Everything slows down as I hold my breath and wait for what will come. In that short space of frozen time, I imagine two scenarios. In the first, I imagine that you will in rage walk towards Him, screaming silently in anguish as you try to muster the words to say what you want to say. The silent scream carrying raw pain from deep in your bowels. As you come close to Him you stick a finger into His chest and miraculously – your voice is working now – “You did this!” I imagine you scream at Him. Spitting into His face. You are beyond caring just as you imagine He is beyond caring. “How could you stand by and watch this happen? You knew! You know all things, don’t you? So you must have known that this would happen! How could you stand by and watch? What kind of God allows this – this destruction, these useless deaths to happen? Don’t you care?” Would you slap Him? Pound at Him? What else would you ask? What else would you do? Would you turn around and walk away? “I am out! I do not want to be associated with a god who claims to be loving but is powerless to stop things like this from happening. You seem to enjoy watching us suffer! Why else would you allow people to die? People to fall ill? Murder? Rape? Poverty?” Would you pace up and down as if confused whether to run further into the crash site or run back to Him and shake Him into realizing that there were people on board that plane who died. Dreams that died with them. Dreams that He might have even put there.

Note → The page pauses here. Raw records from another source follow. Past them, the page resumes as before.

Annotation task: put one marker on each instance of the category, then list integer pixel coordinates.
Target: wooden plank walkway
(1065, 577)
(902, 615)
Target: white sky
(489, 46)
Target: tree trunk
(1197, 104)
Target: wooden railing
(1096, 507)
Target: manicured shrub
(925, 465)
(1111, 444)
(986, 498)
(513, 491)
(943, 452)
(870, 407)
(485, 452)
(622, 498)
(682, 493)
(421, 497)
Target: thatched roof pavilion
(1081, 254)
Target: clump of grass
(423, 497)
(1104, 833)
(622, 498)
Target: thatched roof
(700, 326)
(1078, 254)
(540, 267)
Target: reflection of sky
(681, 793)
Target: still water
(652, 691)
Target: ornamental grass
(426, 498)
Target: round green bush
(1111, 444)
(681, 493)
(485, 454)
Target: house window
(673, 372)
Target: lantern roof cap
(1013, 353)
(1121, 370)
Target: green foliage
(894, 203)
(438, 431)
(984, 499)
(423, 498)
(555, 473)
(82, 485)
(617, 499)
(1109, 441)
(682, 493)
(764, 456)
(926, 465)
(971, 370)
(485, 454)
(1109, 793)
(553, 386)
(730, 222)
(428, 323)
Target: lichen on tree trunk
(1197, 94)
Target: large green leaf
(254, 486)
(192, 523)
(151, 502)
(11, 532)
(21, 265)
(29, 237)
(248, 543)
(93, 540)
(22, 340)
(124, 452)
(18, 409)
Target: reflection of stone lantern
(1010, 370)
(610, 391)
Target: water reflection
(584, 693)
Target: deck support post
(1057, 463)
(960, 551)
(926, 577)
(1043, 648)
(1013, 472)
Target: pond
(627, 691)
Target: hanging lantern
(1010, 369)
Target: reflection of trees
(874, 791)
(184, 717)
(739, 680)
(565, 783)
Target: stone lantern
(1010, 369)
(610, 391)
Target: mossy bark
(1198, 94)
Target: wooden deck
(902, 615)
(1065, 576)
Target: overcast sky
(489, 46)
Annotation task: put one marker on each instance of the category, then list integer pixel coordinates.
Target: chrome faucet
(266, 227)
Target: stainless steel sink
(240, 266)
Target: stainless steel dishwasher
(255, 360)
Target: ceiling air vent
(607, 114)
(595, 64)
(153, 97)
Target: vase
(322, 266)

Or would you do the something else? As you turn to face Him, would your tear filled eyes connect with His and see in them the faces of the each and every one of the people who had been on that plane. In the instant that your eyes connected, would you realize that He knew? That He knew each person, had known them even before they spent a day on the earth. He had known them by what their families called them but He also knew them by the special names He had given them? He had called each one of them. Some might have responded to His call and He had known which ones these were. Others had not and He had known these ones too. The first, He had adopted and the others He had wanted to adopt. He knew which element of soot had once been part of the plane and which had once been a body. He knew his children had gotten onto this plane and were now no more.
How could You?
Would you have seen his eyes well with tears? Would you still have walked towards Him keen to make him as angry as you were? “They were your children, for crying out loud! You claimed to love them? Why isn’t your heart breaking like mine?” Would you still stick your finger accusingly into His chest? Would you feel His heart breaking as you did so? Would you be able to stand as waves of love crashed out of the broken heart and flowed over you? Would you remember that the very nature of God is love so if His heart broke, love, hope, peace, gentleness would pour out? Would you launch your body at Him to fight? After all, don’t you have a right to be mad? To grieve this devastating loss? This heart wrenching and soul crushing disaster should be given a chance to be aired. As you collide with Him wanting to make Him feel pain, the same pain that your body and heart seemed to carry, will your body connect with the One who is life? Will you find that you are suddenly drawn inwards, from despair to hope and from hurting to healing? Will you realize at that moment that even when God’s heart has broken, He cannot go against His own nature to be life and light, to be hope and heal, to love.
You know that whatever choice you make will not be held against you. What choice will you make? I wonder as you finally get to your feet.
I pray that you will choose the second. I pray that you will choose to love knowing that to choose love is choosing to put to death hopelessness, desolation and despair. Knowing that choosing to love is choosing life, healing and joy in the very midst of grief. Amen.